Il rilascio 13.4 non è una nuova versione della distribuzione, ma rappresenta un insieme di aggiornamenti di pacchetti che accumulano correzioni critiche per errori e vulnerabilità, molte delle quali erano già state rilasciate in precedenti annunci di sicurezza.
Questo aggiornamento si concentra principalmente sul miglioramento dell'affidabilità dei servizi di rete e dei componenti di sistema critici, oltre a risolvere diverse vulnerabilità.
Correzioni chiave
- Apache2: risolta una regressione relativa al protocollo HTTP/2.
- bird2: corretta una problematica con i flag per i prefissi obsoleti in RAdv (annunci del router per IPv6) e risolto un crash durante l'esportazione delle rotte con attributi non-BGP nel protocollo BMP.

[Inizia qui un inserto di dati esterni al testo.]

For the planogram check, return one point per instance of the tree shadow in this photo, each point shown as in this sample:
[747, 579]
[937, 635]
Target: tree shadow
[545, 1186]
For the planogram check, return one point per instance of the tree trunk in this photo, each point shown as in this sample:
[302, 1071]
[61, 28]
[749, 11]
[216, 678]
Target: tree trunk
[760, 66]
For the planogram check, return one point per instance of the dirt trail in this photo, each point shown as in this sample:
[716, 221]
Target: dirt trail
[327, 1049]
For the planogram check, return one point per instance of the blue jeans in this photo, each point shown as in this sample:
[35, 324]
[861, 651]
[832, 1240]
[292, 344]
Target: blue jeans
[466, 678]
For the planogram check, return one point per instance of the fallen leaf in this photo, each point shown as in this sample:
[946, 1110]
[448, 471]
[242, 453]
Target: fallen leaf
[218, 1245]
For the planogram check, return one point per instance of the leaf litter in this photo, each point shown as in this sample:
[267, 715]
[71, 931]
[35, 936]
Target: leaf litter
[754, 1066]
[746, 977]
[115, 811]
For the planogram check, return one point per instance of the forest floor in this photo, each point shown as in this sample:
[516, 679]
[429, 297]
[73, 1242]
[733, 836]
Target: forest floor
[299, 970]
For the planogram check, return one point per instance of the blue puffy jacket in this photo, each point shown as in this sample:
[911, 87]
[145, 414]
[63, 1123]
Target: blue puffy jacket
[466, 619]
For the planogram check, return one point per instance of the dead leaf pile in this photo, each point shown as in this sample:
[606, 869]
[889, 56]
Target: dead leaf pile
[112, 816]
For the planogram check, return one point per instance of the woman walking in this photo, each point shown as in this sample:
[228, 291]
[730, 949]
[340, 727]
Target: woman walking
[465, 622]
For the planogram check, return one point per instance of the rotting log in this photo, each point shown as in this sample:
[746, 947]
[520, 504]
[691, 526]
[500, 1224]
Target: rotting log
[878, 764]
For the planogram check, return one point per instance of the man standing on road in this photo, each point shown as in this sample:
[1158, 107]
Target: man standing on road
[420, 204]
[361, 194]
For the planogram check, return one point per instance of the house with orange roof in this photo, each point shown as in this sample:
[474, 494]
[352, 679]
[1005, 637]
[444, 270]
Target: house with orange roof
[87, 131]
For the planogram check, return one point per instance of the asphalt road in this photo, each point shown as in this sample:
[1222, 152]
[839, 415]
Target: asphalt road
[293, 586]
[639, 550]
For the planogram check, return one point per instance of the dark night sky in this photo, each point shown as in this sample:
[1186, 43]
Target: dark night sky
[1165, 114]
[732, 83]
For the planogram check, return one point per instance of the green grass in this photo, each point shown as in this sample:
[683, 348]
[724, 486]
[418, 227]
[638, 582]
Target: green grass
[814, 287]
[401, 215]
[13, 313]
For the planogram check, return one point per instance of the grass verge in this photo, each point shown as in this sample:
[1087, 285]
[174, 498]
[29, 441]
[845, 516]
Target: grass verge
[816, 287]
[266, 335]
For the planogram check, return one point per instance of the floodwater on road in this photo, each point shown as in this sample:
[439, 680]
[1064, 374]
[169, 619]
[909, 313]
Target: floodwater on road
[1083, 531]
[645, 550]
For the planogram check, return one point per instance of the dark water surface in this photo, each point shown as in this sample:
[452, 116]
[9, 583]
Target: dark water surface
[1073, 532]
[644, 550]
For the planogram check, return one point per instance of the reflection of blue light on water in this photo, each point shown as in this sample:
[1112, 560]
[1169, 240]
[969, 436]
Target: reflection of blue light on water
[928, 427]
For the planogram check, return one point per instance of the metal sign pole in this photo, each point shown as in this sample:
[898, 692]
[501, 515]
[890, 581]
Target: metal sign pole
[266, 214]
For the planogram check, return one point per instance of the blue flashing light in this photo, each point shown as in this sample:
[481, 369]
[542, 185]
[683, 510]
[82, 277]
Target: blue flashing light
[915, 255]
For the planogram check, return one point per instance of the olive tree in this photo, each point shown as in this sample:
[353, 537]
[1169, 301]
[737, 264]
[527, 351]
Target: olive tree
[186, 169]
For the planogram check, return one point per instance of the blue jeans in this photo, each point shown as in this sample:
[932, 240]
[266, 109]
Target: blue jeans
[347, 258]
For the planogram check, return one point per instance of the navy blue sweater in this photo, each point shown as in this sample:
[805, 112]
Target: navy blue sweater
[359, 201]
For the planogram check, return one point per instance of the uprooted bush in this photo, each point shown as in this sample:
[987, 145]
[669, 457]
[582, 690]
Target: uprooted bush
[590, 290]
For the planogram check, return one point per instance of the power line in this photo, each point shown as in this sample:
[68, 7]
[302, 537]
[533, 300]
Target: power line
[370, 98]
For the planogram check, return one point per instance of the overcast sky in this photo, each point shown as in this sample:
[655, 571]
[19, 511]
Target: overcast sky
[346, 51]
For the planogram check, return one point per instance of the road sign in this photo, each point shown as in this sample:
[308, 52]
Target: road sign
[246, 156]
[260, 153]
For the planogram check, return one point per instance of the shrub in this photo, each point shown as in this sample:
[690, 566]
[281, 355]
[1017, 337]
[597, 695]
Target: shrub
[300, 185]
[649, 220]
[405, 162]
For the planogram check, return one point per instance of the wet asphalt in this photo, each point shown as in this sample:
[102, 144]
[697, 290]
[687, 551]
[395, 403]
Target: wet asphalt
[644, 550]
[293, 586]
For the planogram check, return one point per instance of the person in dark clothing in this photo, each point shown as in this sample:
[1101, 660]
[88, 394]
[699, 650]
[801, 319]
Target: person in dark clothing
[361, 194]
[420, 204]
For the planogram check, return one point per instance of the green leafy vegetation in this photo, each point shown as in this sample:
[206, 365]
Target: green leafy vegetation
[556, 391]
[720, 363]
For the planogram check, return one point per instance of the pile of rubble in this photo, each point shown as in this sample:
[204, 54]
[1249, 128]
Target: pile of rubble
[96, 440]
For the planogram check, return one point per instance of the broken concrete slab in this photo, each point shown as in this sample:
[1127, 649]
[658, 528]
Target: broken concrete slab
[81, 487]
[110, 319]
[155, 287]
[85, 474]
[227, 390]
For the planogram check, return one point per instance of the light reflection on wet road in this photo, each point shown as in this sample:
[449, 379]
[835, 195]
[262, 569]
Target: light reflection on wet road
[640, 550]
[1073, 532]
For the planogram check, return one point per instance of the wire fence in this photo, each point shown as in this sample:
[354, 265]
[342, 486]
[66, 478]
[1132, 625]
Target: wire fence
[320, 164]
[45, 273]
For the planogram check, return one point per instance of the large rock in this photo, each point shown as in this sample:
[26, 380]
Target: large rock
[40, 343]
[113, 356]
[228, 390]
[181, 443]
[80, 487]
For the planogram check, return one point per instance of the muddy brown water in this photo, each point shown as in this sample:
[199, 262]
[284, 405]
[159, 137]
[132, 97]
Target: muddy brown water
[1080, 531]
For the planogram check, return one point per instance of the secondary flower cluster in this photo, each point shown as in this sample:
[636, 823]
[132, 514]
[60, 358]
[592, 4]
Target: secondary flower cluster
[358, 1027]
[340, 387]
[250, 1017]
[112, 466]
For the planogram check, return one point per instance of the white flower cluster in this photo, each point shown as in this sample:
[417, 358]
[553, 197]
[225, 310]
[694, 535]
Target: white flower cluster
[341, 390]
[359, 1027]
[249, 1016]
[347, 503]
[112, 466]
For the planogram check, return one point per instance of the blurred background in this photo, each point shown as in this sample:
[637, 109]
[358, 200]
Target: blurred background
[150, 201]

- ifupdown: corretta la gestione del DAD (Duplicate Address Detection) per IPv6, oltre all'ordine di chiamata del client dhclient.
- open-iscsi: risolta una problematica con il rilevamento dei nodi statici iSCSI.
- chrony: il demone di sincronizzazione del tempo è stato adattato per la compatibilità con i nuovi kernel.
- clatd (CLAT per IPv6): Risoluzione dell'impostazione delle unità systemd e del percorso per il dispatcher NetworkManager.
Correzioni di sicurezza
- openssh: Corretti potenziali problemi di monitoraggio dei processi MaxStartups e chiuse vulnerabilità che potrebbero portare all'esecuzione di codice (CVE-2025-61984, CVE-2025-61985).
- glibc (libreria GNU C): Aggiornamento dalla branch stabile upstream, che risolve diversi problemi critici: corruzione della heap (CVE-2026-0861), perdita di contenuti dello stack (CVE-2026-0915) e utilizzo di memoria non inizializzata (CVE-2025-15281).
- mariadb: Nuovo rilascio stabile che chiude la possibilità di esecuzione di codice arbitrario (CVE-2025-13699) e il problema di denial of service (CVE-2026-21968).
- postgresql-17: Nuovo rilascio stabile, che include correzione per overflow del buffer (CVE-2026-2006).
- wget2: Risolte vulnerabilità che consentono di sovrascrivere file tramite metalink (CVE-2025-69194) e di evocare un remote buffer overflow (CVE-2025-69195).
- erlang: Risolti problemi che portano a un eccessivo consumo di risorse (CVE-2025-48038 e altri) e a redirezione del traffico.
- dpkg: Risolta vulnerabilità che portava a un denial of service (CVE-2026-2219).
- wireshark: Nuova versione stabile che risolve i problemi di esaurimento della memoria nel dissector USB HID (CVE-2026-3201) e il crash nel dissector RF4CE Profile (CVE-2026-3203).
- xen: Hypervisor aggiornato a una nuova versione stabile con correzione del buffer overflow (CVE-2025-58150) e il problema di isolamento incompleto del vCPU (CVE-2026-23553).
Aggiornamenti dei componenti di sistema
- grub2: Risolto il problema di identificazione del filesystem radice ZFS per più architetture (amd64, arm64, ia32).
- sudo: Risolta la regressione con i nomi dei file in sudoers.d che contengono due punti.
- systemd-resolved: Risolto un bug nello script debvm relativo all'installazione di systemd-resolved.